DO THESE MOVES BEFORE BED AND SEE THE AMAZING BODY CHANGE
Do you have issues falling asleep? Then you are not alone, many people turn and toss before they sleep. When this is chronic from too much coffee or sugar, you also get depressed and gain weight too. Do these yoga poses and fall asleep better. Even if you are a newbie and never did yoga, this is easy. Studies said they are healthy too.
First time, stay short in the poses. A minute is enough. Then with time increase.
Child pose- for knee issues, this is not good. For else, it is. Nerves, shoulders, back, belly, mind will be soothed. If the rear cannot get to the heels, get a blanket and fold it few times, put it under the bum, and let go. Stretch arms in the front and relax them at the sides. Set alarm to finish and breathe deep.
SUPTA BADDHA KONASANA
Bound angle- some say this is butterfly pose, lye down, prop on knees, put feet soles together and let knees fall to the sides. Many cannot lie flat. Knees are a few inches off ground. Arms splay at sides, breathe and relax.
Lie down, hold the knees and rock from side to side. This stretches and massages the lower back. Feet and legs are relaxed and shoulders melt to the ground. Do not make them tense.
Decline spinal twist- lye on the back, prop on knees and let them fall to the side. Stabilize legs and hold the left thigh with right hand. Then stretch the left arm and roll the head to the left. Both shoulders are relaxed and repeat switch sides.
The fish pose- lye down, arms are at sides, hands slide palms down under the bum. As you glide them, press the lower arms into the floor and bend elbows. Lift the upper body and open up the chest. Hold the head up if throat feels strange and let the head fall back. Have 10 deep breaths and remove hands under you.
The pigeon pose- advanced pose. You will need blanket, pillow, book for under the seat. Seat cross legged, put palms on the ground in front and shift weight to the rear. Left leg is sliding back and left foot presses the floor. Open chest forward, relax shoulders and have a blanket rolled under the right side so the rear is let go. This relaxes and flexes. Now walk forward with hands under torso and bend the right leg. Keep back straight and all the way to the floor. Breathe and relax shoulders and head, stretch groin and hips too. Do no longer than a minute and with time increase to 10. Switch sides.
As many have seen, this is amazing, relaxes and just cross legs, seat down and on a rolled blanket. Extend spine and relax shoulders. Set alarm for the time needed, a few minutes or more and breathe. Focus on this and when the mind wanders, come back and focus on the air. If you feel tense for something, just accept this and breathe, whether sadness, anger and more.

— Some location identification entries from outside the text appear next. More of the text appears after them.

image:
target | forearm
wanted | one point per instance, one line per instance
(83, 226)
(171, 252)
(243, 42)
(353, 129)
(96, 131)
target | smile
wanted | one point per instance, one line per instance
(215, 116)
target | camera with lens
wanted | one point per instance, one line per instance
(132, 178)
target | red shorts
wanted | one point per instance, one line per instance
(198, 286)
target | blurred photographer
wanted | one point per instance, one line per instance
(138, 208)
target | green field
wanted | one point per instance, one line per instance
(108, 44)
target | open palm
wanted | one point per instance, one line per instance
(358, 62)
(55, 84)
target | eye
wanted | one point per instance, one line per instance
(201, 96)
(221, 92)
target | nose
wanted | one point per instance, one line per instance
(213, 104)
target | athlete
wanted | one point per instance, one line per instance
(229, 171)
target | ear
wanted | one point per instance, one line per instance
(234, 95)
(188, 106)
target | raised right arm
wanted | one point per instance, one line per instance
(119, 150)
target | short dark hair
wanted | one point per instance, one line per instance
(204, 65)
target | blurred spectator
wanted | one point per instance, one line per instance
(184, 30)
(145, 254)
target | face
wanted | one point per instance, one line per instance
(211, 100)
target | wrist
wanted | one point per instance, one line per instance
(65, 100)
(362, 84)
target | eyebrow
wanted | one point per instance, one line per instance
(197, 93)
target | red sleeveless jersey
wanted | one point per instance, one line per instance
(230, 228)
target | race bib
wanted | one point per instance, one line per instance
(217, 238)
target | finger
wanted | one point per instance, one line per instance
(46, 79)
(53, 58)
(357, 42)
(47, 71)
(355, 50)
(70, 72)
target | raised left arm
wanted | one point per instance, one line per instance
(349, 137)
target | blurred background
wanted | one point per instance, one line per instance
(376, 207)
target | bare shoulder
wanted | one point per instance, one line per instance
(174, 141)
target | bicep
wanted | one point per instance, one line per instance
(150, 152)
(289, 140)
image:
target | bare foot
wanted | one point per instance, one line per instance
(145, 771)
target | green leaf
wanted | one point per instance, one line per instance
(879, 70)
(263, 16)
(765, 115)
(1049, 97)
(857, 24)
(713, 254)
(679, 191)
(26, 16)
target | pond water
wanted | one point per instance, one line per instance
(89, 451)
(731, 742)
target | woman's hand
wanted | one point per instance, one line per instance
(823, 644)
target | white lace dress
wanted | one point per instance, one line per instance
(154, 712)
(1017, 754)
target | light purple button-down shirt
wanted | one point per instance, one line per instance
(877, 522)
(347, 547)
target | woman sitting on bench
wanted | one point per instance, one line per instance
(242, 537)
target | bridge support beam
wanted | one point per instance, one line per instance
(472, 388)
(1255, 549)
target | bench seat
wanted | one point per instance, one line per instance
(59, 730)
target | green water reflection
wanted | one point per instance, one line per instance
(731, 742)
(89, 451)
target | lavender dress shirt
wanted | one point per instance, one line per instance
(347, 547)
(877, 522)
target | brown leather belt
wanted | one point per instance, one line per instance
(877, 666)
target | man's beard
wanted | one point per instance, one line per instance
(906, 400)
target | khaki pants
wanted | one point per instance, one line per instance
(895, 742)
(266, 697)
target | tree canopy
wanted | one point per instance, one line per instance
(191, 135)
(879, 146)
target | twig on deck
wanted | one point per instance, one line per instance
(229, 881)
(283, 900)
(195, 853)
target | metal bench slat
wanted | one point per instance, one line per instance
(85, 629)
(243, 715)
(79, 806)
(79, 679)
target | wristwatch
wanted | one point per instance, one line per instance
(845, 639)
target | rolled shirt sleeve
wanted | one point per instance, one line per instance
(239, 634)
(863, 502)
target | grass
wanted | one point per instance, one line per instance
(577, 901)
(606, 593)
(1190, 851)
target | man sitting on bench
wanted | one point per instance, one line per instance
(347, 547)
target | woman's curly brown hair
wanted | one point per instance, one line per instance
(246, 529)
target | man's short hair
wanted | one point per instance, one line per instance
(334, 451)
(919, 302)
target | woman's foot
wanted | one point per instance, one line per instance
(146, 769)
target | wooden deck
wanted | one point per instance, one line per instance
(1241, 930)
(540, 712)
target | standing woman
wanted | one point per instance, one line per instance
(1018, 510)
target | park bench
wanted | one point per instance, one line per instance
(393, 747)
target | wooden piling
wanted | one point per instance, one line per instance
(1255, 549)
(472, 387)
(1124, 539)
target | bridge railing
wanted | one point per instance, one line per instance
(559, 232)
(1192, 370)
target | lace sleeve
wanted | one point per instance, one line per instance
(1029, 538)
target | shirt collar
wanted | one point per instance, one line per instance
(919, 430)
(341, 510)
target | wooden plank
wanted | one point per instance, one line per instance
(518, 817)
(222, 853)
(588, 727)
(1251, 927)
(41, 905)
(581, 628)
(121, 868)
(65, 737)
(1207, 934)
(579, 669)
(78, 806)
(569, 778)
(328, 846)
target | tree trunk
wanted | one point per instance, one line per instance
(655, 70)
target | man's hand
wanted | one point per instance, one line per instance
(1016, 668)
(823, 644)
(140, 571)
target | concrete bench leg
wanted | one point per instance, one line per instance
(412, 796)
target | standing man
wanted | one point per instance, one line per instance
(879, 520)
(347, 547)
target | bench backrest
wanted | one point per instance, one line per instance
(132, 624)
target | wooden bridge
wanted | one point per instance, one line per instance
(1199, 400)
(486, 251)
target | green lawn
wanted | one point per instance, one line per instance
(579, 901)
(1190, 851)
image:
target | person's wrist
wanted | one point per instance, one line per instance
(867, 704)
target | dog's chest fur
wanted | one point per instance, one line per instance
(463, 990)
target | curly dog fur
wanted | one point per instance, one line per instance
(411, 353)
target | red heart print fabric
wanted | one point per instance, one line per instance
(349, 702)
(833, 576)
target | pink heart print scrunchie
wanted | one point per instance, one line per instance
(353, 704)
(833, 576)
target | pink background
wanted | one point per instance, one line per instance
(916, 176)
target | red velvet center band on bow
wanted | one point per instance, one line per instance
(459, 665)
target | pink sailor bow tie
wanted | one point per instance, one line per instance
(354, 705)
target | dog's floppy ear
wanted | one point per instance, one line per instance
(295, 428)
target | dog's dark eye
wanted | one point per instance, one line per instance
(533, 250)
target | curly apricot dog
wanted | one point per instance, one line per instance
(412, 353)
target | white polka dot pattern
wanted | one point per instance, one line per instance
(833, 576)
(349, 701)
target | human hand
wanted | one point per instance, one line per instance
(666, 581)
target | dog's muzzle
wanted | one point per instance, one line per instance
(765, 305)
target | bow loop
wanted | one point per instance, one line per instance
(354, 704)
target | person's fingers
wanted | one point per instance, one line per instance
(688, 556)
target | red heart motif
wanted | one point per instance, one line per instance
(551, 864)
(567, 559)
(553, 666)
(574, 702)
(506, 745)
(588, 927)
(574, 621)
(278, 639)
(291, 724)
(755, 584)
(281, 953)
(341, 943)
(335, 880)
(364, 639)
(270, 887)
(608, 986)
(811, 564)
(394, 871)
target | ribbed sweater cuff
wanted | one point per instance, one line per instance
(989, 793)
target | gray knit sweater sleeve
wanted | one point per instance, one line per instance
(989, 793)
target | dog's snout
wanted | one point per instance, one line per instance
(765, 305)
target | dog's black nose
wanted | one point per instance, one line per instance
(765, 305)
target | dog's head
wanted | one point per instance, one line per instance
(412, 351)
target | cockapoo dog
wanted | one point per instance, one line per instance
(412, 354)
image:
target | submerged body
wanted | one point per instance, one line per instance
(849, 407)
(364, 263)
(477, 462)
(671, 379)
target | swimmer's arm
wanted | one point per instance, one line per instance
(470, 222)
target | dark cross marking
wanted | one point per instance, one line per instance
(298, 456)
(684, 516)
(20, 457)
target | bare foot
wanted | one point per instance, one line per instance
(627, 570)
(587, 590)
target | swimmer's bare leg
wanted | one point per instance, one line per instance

Seated forward bend-sit up, stretch legs and lean forward straight. Extend spine and bend forward. To focus more on legs, droop over the bent back. For back issues, include the whole body and back is straight, so bend down as much as you can. Even without 45 degree angle, do it. prop on hands next to thighs or knees and breathe.
Seated spinal twist- sit and cross legs, right hand is on left knee and left hand behind left hip, twist the torso and bend to the left. Breathe and extend spine with rotation. Switch sides.
Legs up the wall-get a wall spot and lie down. Prop legs on the wall and arms rest to sides. Shoulders melt down. Breathe. If you have a stiff side, go further to the wall and stretch. For lower back issues, have a pillow under the tailbone.
No more gyms or yoga studios. Just try these moves and start lighter. Do them for better sleep and stress removal.
And, yoga is not just something for a hobby, it is actually important and healthy, experts claim this.